Marien fijó en él la mirada compasivamente; pero en seguida encontró lo que había de falso en aquella sumisión provisional, y poniéndose en pie con brusquedad dijo que quería irse, y momentos después tomaba uno de esos taxis que convierten a las personas en los muñecos mecánicos que van dentro de los automóviles de bazar. A la media hora reposaba en su lecho de soltera, valiente y atemorizada.

VII

Vivía ya Otto la época homicida que se vive junto a una mujer que ha permitido un acompañamiento asiduo. Ella no le había contestado ni sí ni no, procurando siempre desvirtuar la pregunta que iniciaba repetidamente Otto.

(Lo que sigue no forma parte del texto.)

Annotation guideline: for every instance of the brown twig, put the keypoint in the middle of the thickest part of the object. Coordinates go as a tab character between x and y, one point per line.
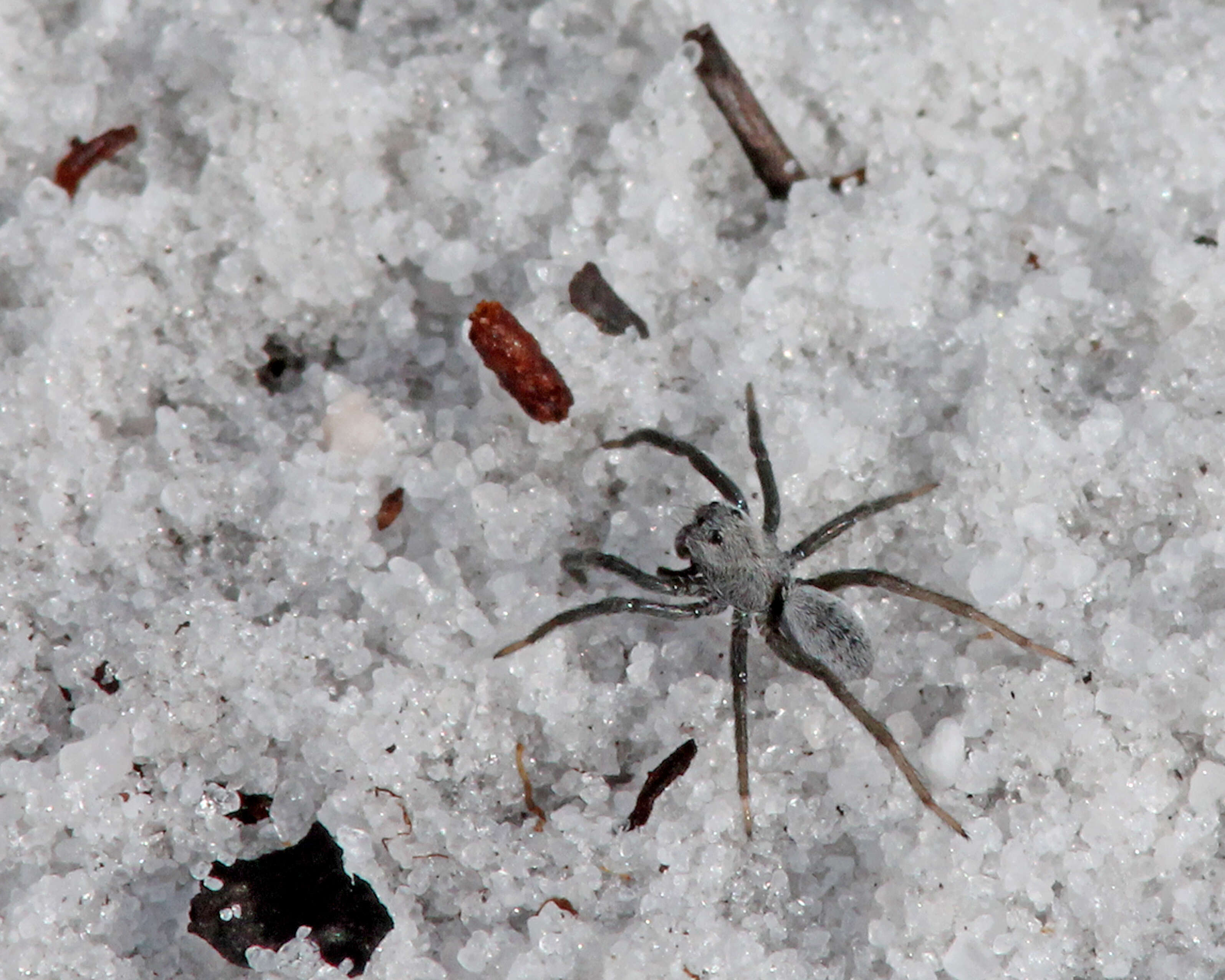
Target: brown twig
771	160
528	800
565	904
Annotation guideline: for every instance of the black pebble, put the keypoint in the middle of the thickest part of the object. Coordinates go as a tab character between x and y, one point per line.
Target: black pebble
304	885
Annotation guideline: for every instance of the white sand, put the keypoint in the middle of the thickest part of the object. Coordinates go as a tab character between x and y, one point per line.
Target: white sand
896	334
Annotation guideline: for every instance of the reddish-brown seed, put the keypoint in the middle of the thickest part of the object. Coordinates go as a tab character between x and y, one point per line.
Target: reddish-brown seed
522	369
84	157
390	509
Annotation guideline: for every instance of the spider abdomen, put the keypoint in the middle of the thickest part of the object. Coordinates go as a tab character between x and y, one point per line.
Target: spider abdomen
824	627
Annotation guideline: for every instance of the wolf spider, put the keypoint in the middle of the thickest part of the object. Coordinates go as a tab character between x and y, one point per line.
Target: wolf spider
735	564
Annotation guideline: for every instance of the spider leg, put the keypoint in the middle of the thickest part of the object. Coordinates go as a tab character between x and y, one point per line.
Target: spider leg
831	530
875	728
841	580
578	563
765	471
788	650
740	710
607	608
699	460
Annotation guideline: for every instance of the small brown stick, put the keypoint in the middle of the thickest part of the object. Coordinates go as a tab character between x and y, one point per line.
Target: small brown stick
528	800
522	369
565	904
390	509
859	177
84	157
768	155
591	295
659	780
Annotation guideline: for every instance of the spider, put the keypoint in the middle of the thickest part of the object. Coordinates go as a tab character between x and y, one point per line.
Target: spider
735	564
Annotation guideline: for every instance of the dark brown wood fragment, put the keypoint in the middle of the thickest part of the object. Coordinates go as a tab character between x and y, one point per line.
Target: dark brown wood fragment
106	678
515	357
84	157
285	368
771	160
390	509
659	780
859	177
592	296
253	808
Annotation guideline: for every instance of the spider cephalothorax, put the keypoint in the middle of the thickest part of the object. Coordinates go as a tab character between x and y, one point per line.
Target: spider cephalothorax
734	563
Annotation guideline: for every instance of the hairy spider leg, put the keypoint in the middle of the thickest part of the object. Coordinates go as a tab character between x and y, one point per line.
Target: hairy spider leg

Paseaban juntos por las calles de Berlín, sintiendo que les tatuaban el alma como con sellos de caucho los letreros comerciales, redactados en letras anchas, perfectamente industriales, de carácter nuevo, tanto, que la plana de anuncios impresa en la fachada de la ciudad estaba impresa en mejores caracteres que lo estaban los periódicos, siempre renovados en las imprentas.

En esta tarde de otoño, la gran ciudad se volvía más casillero y clasificador ideal, adoptando los revocos un gesto de impasividad extranjera, hasta para los mismos indígenas.

Berlín olía a impermeable y sabía a paraguas de un modo latente y especial, porque no llovía, ni había llovido, ni iba a llover. El plato del día era chanclos nuevos a la financière.

Pasaban numerosos grupos de tres caballeros, todos con serios bastones, que en el fondo eran maquilas temibles con alma de caucho.

Aire de entierro desperdigado tenía la multitud, todos buscando dónde estaba el muerto, dónde se les había perdido.

Las plumas estilográficas, que son lo más ostentoso de la vida moderna, lucían sus uñas de oro y eran como banderillas que los escaparates clavaban en el viandante.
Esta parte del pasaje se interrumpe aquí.